# HEALINGS FLOUR MILL. TEWKESBURY, Nov '12



## perjury saint (Nov 21, 2012)

*'Healings Flour Mill, Tewkesbury'​*
*This splendid old girldates back to 1865 and was once considered to be the largest and most modern flour mill in the world! 
Grain was brought in by road, rail and river, it must have been a major hive of activity at the height of its production.
However, the mill closed its doors in November 2006 after 140 years of milling!
It has recently been sold to the 'St Francis Group' who prepare sites for 'redevelopment.'​*




*Visited after a 'no go' in Cheltenham on the off chance that she was open and bugger me she was!!
A really fascinating splore, so much amazing machinery and pipe work, most of it looking like its hardly been used! Mmmmm... Shiny!!
Hope you enjoy the pics as much as I enjoyed takin 'em...​*





























































































​
*As always, thanks for lookin'...​*


----------



## UE-OMJ (Nov 21, 2012)

Blinding report, and yes that is a lot of pipes! Great photos.


----------



## flyboys90 (Nov 21, 2012)

Awesome!and all that kit what a find,great photos thanks for sharing.


----------



## Judderman62 (Nov 21, 2012)

that is rather nice sir


----------



## birdinanaviary (Nov 21, 2012)

Whoop excellent set
Interesting to see her open again 
Thanks!


----------



## Silent Hill (Nov 21, 2012)

It's been a while since the old gal popped up. Very nice mate,and well done for getting in. Pipeage porn


----------



## night crawler (Nov 21, 2012)

Very nice, do like a bit of industry.


----------



## daftoldgit (Nov 22, 2012)

Looks like an ace one, shame the developers have got their hands on it.


----------



## perjury saint (Nov 23, 2012)

daftoldgit said:


> Looks like an ace one, shame the developers have got their hands on it.

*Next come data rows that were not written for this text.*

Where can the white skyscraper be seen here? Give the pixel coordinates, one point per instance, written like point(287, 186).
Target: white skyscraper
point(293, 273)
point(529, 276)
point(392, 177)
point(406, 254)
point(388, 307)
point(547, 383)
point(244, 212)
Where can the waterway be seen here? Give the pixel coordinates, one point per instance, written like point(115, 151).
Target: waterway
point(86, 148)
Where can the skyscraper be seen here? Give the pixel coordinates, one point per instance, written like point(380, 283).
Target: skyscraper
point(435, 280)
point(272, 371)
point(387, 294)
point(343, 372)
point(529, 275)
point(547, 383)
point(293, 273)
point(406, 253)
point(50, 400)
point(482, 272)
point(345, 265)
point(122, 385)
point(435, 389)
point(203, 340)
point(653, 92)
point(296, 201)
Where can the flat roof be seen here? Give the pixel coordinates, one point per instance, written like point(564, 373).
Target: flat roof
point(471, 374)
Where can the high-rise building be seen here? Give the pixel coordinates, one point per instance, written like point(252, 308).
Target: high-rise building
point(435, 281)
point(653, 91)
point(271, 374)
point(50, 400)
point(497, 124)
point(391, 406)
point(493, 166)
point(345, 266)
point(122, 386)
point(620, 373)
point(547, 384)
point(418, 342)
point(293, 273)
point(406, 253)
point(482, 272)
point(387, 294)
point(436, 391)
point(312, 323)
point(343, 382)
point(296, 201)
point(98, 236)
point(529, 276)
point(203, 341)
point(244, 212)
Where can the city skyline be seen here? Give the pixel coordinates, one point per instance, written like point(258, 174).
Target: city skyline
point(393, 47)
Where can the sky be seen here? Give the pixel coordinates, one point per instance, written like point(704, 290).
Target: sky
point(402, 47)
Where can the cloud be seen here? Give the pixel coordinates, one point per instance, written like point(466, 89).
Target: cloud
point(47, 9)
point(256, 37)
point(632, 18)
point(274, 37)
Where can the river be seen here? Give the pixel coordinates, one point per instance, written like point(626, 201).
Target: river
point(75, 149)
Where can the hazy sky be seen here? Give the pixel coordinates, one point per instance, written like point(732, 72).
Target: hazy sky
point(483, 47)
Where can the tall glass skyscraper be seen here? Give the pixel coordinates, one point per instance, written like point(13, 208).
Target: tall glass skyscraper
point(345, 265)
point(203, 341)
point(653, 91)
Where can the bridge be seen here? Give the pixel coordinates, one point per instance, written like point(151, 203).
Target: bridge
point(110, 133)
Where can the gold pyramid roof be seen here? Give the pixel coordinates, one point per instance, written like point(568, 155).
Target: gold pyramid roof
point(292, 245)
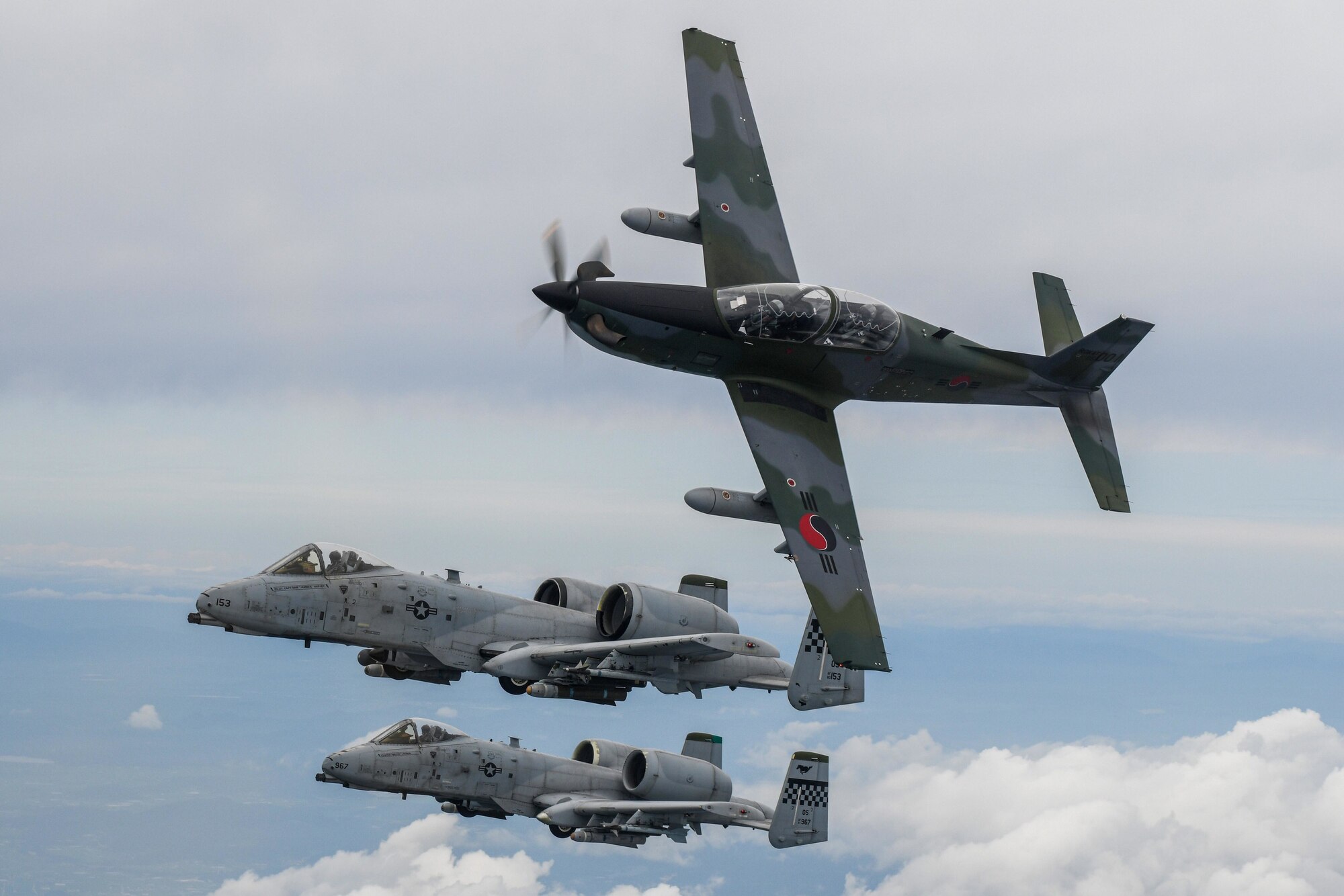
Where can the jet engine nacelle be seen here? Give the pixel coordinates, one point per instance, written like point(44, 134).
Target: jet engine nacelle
point(655, 774)
point(573, 594)
point(639, 612)
point(608, 754)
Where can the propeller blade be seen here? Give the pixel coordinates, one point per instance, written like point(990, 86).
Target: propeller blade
point(597, 264)
point(573, 355)
point(556, 249)
point(529, 327)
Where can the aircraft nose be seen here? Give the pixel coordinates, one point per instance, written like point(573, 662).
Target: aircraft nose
point(558, 295)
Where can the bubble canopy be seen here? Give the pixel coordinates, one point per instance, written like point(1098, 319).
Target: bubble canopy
point(325, 558)
point(808, 314)
point(413, 731)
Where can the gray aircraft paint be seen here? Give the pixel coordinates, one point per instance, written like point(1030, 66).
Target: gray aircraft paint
point(607, 793)
point(433, 631)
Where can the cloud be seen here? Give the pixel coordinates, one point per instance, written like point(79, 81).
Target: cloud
point(146, 718)
point(52, 594)
point(423, 858)
point(1259, 809)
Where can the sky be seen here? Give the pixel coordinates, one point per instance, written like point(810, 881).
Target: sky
point(261, 272)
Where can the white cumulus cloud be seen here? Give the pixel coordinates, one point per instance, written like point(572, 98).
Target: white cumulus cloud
point(1259, 809)
point(423, 859)
point(146, 718)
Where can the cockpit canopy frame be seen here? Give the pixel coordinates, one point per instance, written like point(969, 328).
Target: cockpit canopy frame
point(808, 314)
point(409, 733)
point(326, 558)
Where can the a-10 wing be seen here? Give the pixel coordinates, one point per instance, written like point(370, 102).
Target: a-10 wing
point(716, 645)
point(670, 813)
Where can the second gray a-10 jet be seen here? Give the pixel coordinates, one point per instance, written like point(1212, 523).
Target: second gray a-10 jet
point(608, 793)
point(575, 640)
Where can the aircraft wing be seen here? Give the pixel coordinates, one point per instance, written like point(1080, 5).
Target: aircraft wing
point(714, 645)
point(673, 812)
point(741, 228)
point(798, 451)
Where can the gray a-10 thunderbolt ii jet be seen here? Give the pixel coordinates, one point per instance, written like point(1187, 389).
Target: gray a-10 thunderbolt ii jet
point(608, 793)
point(790, 353)
point(575, 640)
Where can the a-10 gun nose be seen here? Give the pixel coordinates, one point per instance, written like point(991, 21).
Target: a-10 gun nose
point(558, 295)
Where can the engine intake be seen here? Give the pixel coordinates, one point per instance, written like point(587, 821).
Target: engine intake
point(655, 774)
point(608, 754)
point(639, 612)
point(572, 594)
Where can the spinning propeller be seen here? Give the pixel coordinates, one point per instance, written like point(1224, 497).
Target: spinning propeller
point(596, 264)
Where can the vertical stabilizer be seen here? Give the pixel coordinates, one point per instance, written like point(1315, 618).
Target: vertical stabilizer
point(1083, 365)
point(708, 589)
point(702, 746)
point(1058, 322)
point(800, 817)
point(819, 680)
point(1089, 425)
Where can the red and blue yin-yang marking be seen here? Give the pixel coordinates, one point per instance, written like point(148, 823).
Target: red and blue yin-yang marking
point(818, 533)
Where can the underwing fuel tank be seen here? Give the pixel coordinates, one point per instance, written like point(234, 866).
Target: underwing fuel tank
point(589, 694)
point(607, 838)
point(739, 506)
point(655, 222)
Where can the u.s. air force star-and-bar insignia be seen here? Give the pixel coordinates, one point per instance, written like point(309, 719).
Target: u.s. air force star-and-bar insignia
point(421, 609)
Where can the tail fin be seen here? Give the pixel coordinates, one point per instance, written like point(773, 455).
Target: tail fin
point(702, 746)
point(1084, 363)
point(800, 817)
point(706, 588)
point(1088, 418)
point(819, 680)
point(1058, 322)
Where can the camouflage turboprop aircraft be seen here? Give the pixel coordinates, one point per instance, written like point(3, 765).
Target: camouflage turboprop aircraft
point(575, 640)
point(607, 793)
point(791, 353)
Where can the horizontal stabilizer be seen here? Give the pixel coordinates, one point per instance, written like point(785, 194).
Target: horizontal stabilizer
point(1091, 361)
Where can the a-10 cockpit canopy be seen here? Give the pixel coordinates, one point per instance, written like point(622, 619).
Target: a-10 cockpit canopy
point(413, 731)
point(808, 314)
point(325, 558)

*I guess its better redeveloped than left to be smashed up and stripped...*


----------



## nelly (Nov 25, 2012)

Excellent report!!


----------



## Ninja Kitten (Nov 25, 2012)

good one tink!! you best be ready for the return of your captain this weekend...time to christen the splore queen i say...


----------



## mookster (Nov 25, 2012)

Went along today....no getting in because the entire site was under about a foot of water! Few photos in the general photos thread....


----------



## perjury saint (Nov 25, 2012)

Ninja Kitten said:


> good one tink!! you best be ready for the return of your captain this weekend...time to christen the splore queen i say...



*HURRAH AND HUZZAH!! Welcome back Captain! Able seaman Saint ready for the next mission! *


----------



## perjury saint (Nov 25, 2012)

mookster said:


> Went along today....no getting in because the entire site was under about a foot of water! Few photos in the general photos thread....



*Damn! That SUCKS!! *


----------



## steve2109 (Nov 26, 2012)

looks pristine and ready to open again ! lovely photos mate, cheers


----------



## Mars Lander (Nov 27, 2012)

Wowser great images and report for sure , been here twice both times flooded so no access damn it.


----------



## Stussy (Nov 27, 2012)

Wow amazing, never seen this one before! Excellent pics!


----------



## sue blackeagle (Nov 27, 2012)

Loved This Place & Its Great To see It appear again, also pleased its not been chavved up 
Cool report


----------



## Ratters (Nov 27, 2012)

Nice report.

Visited here back in the summer but it just didn't inspire me. Think I took about 4 photos


----------



## neill (Nov 28, 2012)

I was looking at this place just a day or so ago, with the flood waters lapping at it's base. Tewkesbury has a number of places to 'do'.

N.


----------